News & Announcements

Prof. Shelley Craig and PhD Student, Gio Iacono publish on impact of intersectionality among social work students

Category: Faculty in the News, FIFSW Students in the News

Discrimination toward lesbian, gay, bisexual, transgender, and queer (LGBTQ) social work students can negatively affect academic performance and personal and professional identity development. Intersectionality is a conceptual approach that states that social identities interact to form different meanings and experiences from those that could be explained by a single identity. This study explored how the educational experiences of LGBTQ social work students in the United States and Canada influenced their professional and personal identities. Using an intersectional analysis, three major themes emerged: the need for social work programs to better promote LGBTQ identity and emerging social work professional identity integration, a lack of LGBTQ content in the curriculum, and unsupportive LGBTQ school climates. Implications for social work education are considered.

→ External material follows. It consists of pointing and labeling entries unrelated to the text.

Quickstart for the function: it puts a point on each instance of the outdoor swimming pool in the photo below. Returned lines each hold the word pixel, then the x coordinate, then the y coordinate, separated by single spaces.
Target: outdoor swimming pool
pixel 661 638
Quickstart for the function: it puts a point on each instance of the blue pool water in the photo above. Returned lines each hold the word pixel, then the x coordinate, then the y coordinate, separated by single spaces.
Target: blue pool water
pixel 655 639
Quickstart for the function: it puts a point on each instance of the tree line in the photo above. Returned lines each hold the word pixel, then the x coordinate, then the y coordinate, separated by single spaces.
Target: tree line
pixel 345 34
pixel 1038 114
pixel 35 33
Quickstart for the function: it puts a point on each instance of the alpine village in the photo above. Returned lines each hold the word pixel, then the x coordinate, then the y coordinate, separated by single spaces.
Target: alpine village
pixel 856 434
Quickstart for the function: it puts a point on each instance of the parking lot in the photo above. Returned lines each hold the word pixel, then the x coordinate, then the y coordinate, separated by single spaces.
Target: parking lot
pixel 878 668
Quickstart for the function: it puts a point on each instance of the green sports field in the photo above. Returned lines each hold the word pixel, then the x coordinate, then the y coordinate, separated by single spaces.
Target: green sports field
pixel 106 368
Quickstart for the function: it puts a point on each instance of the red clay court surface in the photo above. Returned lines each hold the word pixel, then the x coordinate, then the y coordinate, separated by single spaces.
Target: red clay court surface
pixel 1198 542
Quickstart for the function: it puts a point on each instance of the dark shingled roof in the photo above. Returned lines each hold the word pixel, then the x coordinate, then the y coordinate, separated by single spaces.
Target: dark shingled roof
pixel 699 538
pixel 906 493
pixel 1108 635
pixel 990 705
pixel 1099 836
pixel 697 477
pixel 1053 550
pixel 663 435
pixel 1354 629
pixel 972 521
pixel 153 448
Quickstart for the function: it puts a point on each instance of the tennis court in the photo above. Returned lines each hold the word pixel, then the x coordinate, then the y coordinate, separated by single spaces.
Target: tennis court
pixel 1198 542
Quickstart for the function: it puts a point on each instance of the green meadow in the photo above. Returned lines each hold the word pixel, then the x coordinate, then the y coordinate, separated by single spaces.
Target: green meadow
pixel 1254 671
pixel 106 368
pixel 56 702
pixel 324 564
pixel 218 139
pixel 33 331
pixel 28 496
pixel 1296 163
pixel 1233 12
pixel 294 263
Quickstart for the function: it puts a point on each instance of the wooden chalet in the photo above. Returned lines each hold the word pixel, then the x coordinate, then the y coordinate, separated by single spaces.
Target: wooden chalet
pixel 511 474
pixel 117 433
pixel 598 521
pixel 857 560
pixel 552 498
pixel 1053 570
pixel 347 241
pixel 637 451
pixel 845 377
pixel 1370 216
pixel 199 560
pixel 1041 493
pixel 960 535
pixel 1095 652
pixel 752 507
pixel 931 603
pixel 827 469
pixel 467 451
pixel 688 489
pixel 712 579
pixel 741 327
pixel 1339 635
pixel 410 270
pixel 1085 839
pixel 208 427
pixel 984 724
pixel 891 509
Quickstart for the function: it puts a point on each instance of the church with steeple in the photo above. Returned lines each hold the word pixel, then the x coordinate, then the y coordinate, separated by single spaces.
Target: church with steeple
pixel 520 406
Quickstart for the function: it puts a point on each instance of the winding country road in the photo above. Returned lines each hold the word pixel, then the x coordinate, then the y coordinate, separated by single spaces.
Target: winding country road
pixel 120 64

Philip Baiden, PhD Candidate publishes research on adverse childhood experiences and non-suicidal self-injury among children and adolescents

Category: FIFSW Students in the News

Philip Baiden is the lead author of a study on “The role of adverse childhood experiences as determinants of non-suicidal self-injury among children and adolescents referred to community and inpatient mental health settings”. The study was co-authored by Professors Barbara Fallon, FIFSW and Shannon L. Stewart, Western University.

PhD candidate Rusty Souleymanov writes chapter for report ‘Getting to Zero: Global Social Work Responds to HIV’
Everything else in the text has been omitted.